A life for two | Teen Ink

A life for two

October 23, 2008
By Summergone SILVER, San Diego, California
Summergone SILVER, San Diego, California
6 articles 0 photos 0 comments

She had ghost eyes. Eyes of a ghost. The casket that held her body was too small and the walls made her pale body overlap. Her body still looked strong even from the disturbing stillness. But her eyes had turned gray. The hope that had always been distilled deep in her eyes, filling her eyes with vanity and strength had escaped her body as well as her soul. The stale smell of the room crept upon my nose and tickled my senses, the aura of death stood in my presence.

She was never a bad girl. Lost, confused, mislead, troubled. But her intentions had never been cruel and her heart had always stayed true. Her lifeless eyes stared straight into mine, the glow of innocence that shined around her body, in the cheap, beat up casket showed no evil. With nothing to give or say, I walked out of the lonely funeral room and left the few people that had actually put the effort into visiting an old friend, a daughter, or maybe even an acquaintance. This was not a funeral of a monster, instead a neglected human.

“Only years ago, I had feelings, I was humane but hurt and sad but happy. I observed, I watched, I waited, I approached, I fell, I died, and now I’m here. Yet I’m in the same place. I accomplish and exceed more yet at the same time fail and fall all the same and maybe even more.
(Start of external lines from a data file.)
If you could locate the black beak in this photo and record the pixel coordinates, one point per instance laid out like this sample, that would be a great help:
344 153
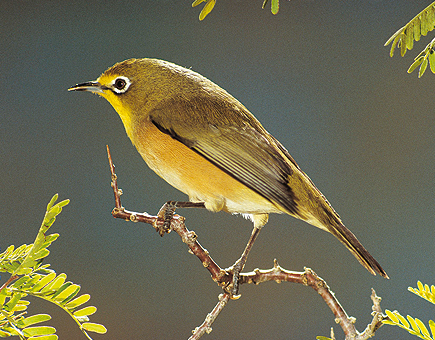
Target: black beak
91 86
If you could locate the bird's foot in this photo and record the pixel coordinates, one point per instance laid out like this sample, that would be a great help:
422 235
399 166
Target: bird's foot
162 224
233 287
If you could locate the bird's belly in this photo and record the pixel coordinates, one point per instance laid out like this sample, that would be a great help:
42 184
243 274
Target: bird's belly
192 174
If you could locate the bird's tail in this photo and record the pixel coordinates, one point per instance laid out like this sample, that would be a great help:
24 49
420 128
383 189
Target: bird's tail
356 248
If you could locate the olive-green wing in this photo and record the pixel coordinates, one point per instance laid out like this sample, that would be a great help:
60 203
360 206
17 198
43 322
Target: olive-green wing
234 141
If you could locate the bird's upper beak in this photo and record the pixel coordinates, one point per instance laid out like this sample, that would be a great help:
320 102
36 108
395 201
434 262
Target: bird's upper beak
91 86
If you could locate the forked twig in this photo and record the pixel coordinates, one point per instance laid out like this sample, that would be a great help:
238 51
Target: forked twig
257 276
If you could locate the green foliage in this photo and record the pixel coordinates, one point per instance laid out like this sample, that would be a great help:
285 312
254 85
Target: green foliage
420 25
208 7
30 278
274 6
414 325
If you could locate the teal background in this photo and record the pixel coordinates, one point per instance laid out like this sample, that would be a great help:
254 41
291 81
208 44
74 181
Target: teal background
319 79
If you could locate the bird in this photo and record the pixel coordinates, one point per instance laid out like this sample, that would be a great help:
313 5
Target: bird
207 144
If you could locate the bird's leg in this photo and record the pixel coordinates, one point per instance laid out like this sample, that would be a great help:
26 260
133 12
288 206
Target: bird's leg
167 211
237 267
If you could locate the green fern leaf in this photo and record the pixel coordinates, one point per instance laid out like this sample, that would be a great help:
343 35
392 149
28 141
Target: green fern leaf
424 291
85 311
421 24
432 328
78 301
94 327
44 337
33 320
41 330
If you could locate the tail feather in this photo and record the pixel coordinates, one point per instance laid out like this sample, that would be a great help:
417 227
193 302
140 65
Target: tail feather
357 249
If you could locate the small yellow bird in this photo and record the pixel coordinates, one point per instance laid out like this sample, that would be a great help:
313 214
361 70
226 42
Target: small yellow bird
204 142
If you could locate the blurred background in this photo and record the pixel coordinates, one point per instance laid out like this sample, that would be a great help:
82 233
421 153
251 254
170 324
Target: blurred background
319 79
Where have my morals gone? Where have my intelligence and conservative ways ran away to?

Ah, there we go. I looked and searched and rediscovered you. But you’re under spider webs and weeds and dust. I apologize for interfering with fate and defying clones however I refuse to be that way. The gift of death within a soul has only taught me wisdom but taken away the facts. Unattainable bliss.
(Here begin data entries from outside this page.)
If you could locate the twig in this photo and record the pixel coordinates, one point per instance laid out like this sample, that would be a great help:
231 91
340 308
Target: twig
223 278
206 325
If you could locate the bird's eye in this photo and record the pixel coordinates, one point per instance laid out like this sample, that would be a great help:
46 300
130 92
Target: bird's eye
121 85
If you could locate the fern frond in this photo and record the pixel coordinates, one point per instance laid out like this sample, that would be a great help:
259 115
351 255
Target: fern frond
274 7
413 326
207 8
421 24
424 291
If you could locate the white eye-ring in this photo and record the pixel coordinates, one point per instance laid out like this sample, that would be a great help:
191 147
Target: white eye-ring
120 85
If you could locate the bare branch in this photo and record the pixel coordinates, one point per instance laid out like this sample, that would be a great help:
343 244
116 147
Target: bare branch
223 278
And only from this, I have to admit, that the thought of ending my life has crossed my mind from the decades that I have lived, hundreds of times. My decision will help the world prosper for my place has no more and only will cause pain.

I leave with no regret; my departure is with grace, for I see where a world has no place for a black sheep that only causes harm.”

The crumbled piece of paper scarred in my head forever of the last words, the last thoughts of a soul that had abandoned this world, only shared with one person, who had not even thought for an extra second about the statement.

Yet can you blame all of these people for committing suicide and ending their lives so quickly? The appreciation, the lack of it as most would say, that every person gives their loved ones is a bit part to due. In the adolescent years, the earlier years, memories of my parents’ disappointed faces silently scolding me comes to mind, “Can’t we have the old A back please?” They would say, but in reality they mean, “Can’t we have the old A that we didn’t really like but put up with anyway?” I shut my emotions off, letting my life ride on reactions, destructive yet simpler, depression does that to you.
I had always lived without regrets, but I know if I could go back, I would change it all. She would know she was loved; I would give anything to bring her back, just for him.

After that day, he was never the same. He knew only hate; his smiles were followed with sighs. That day, when she had lost all of the breaths, he lost them too.